Accompanied by Hank Troy
THE SALVATION HUNTERS
Director: Josef von Sternberg
Sunday, Sept. 14, 10 a.m.
This is the first feature by the famous, and sometimes infamous, von Sternberg, who went on to make The Docks of New York, Underworld, and a series of increasingly perverse films with Marlene Dietrich. His obsession with complex visual images is already present in this story of an unhappy couple and child living on the docks until they finally decide to seek a different life. With Georgia Hale, George K. Arthur and Bruce Guerin.
Accompanied by Perc Ens; In partnership with Swallow Hill Music
THE ADVENTURES OF PRINCE ACHMED
Director: Lotte Reiniger
Sunday, Sept. 14, 12:15 p.m.
The magical adventures of a prince who rides a flying horse. Prince Achmed is the earliest surviving feature-length animated film. Lotte Reiniger was 26 when she started the film; she’d taught herself the ancient art of shadow plays, learned to cut silhouettes as a child and attended Max Reinhardt’s drama school, where she fell in with a bunch of young avant-gardists interested in film. Karl Koch and Reiniger developed an early multi-plane animation camera, and all in all it took about three years to make this astonishing film.
Accompanied by Tenia Nelson
BLIND HUSBANDS
Director: Erich von Stroheim
Sunday, Sept. 14, 2:30 p.m.
Former DSFF honoree Richard Koszarski writes that von Stroheim’s “Blind Husbands was the most impressive directing debut in Hollywood history,” until Orson Welles made Citizen Kane in 1941. The picture centers on an American couple on vacation in Italy’s Dolomites and looks at morals and mores in the behavior of people at a resort. With Erich von Stroheim, Francelia Billington, Sam De Grasse, and Gibson Gowland
Accompanied by Hank Troy
DIARY OF A LOST GIRL
Closing Night – Sunday, Sept. 14, 5:15 p.m.
Director: G.W. Pabst
Louise Brooks was far less than the international phenomenon she became when she first arrived in Germany in 1926 to make the scandalous Pandora’s Box with Pabst. Diary mounted another serious attack on bourgeois German morality with its story of a young girl raped, and sent to a morally rigid “reform school” from which she escapes and eventually works in a brothel before finding a way to rise in social standing.
Accompanied by Rodney Sauer
Sponsors
Prime Meridian Media, Sheila Rucki and Michael Mitchel, Classic Pianos, Swallow Hill Music, Bonfils Stanton Foundation, SCFD (Scientific and Cultural Facilities District)
About Denver Film
Denver Film has been transforming and entertaining the Colorado community through the power of diverse voices in film since 1978. Operating as the region’s only membership-based, 501(c)(3) nonprofit film institution, Denver Film has grown into a signature cultural organization in the West, screening international and independent movies found nowhere else in the region.
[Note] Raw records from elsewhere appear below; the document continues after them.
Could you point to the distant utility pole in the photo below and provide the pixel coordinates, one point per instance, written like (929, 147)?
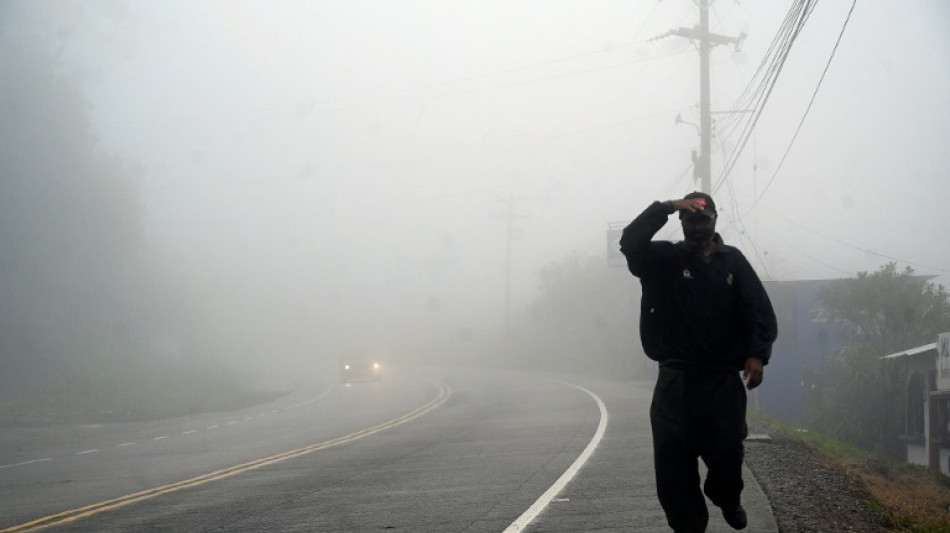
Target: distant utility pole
(702, 169)
(510, 236)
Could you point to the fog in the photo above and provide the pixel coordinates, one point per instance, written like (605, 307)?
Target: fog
(295, 180)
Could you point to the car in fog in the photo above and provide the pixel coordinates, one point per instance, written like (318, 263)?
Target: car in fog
(360, 369)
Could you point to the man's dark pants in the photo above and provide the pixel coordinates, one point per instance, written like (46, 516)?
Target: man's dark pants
(697, 414)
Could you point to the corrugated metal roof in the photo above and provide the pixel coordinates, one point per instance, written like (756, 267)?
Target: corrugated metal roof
(912, 351)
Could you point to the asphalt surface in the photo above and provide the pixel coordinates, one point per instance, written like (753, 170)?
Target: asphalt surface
(421, 451)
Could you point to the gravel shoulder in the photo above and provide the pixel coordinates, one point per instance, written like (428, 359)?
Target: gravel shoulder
(808, 495)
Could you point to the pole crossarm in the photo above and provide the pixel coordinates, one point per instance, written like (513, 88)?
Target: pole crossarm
(697, 34)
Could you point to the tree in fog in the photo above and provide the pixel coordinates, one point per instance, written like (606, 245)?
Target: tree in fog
(860, 395)
(69, 216)
(85, 305)
(583, 320)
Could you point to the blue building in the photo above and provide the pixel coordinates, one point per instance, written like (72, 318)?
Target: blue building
(806, 336)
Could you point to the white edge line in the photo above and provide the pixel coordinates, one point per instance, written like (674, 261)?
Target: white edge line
(27, 462)
(311, 400)
(541, 504)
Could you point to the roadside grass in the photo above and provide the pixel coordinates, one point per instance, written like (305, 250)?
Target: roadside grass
(111, 391)
(909, 498)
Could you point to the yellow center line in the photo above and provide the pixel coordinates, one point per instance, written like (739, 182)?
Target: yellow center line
(88, 510)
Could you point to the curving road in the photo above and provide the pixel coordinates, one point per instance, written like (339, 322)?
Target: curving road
(424, 451)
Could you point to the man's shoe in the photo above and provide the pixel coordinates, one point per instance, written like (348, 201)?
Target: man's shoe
(736, 517)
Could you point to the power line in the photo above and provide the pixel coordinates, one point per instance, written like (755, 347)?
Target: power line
(807, 109)
(859, 248)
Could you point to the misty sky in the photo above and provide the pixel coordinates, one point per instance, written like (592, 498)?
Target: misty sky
(353, 147)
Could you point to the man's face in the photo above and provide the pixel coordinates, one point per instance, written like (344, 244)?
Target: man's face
(698, 231)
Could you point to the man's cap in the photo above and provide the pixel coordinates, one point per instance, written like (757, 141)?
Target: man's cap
(709, 206)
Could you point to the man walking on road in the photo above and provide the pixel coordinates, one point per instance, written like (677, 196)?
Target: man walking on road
(704, 317)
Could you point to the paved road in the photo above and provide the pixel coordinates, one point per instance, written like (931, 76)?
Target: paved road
(425, 451)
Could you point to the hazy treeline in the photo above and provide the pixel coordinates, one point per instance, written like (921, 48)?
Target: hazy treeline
(92, 317)
(857, 396)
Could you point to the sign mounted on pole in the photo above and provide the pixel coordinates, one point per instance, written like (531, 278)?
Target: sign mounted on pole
(614, 257)
(943, 361)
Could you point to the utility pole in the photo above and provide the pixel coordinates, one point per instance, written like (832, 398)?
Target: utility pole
(702, 169)
(511, 234)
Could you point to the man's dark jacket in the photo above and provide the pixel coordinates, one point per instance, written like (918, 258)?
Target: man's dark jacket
(709, 311)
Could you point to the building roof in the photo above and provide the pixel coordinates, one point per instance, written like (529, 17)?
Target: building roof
(912, 351)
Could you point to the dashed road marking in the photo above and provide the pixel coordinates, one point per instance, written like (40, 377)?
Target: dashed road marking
(27, 462)
(81, 512)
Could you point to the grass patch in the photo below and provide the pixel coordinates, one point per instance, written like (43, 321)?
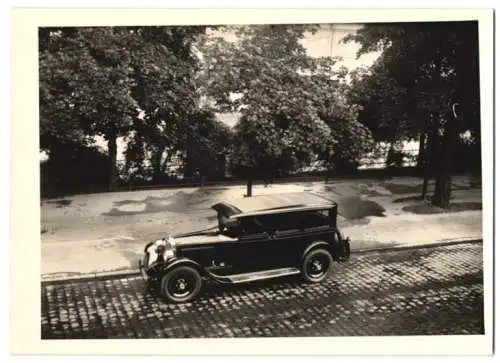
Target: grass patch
(427, 208)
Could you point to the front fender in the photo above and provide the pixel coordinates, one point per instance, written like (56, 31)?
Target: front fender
(182, 261)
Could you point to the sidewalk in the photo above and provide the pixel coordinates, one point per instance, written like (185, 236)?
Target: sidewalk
(95, 241)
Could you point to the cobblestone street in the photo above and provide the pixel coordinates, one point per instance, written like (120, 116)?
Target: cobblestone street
(436, 290)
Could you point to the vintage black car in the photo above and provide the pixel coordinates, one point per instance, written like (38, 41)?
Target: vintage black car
(256, 238)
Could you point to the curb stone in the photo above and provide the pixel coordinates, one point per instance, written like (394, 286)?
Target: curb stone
(126, 273)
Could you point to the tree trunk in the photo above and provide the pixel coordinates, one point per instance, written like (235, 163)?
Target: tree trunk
(112, 152)
(442, 191)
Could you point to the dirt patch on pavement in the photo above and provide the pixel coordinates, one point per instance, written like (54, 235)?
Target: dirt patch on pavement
(426, 208)
(178, 203)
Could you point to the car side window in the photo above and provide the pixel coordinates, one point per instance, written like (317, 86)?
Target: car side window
(252, 225)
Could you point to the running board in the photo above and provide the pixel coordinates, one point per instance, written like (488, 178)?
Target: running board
(255, 276)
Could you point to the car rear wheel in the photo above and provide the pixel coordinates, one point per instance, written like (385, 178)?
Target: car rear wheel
(317, 265)
(182, 284)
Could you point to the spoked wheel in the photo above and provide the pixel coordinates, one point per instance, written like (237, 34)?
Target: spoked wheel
(181, 285)
(317, 265)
Serving more than 160,000 patrons annually through 600-plus screenings that include year-round programming at Denver Film’s flagship home the Sie (pronounced SEE) FilmCenter, the annual Denver Film Festival celebration, the iconic Film on the Rocks program at Red Rocks Amphitheater, and Spotlight Festivals including CinemaQ, Women+Film, and the Colorado Dragon Boat Film Festival. Spotlights highlight underrepresented communities and foster inclusivity. Denver Film works to build resilience across all of its programming and events by amplifying diverse voices, promoting equity, and fostering community connections.
About Denver Silent Film Festival
The Denver Silent Film Festival was established in September 2010. The Denver Silent Film Festival presents a broad spectrum of silent film by programming a lively and thought-provoking mix of educational and entertaining films. American and foreign classics, as well as lesser-known rare and restored films will be presented.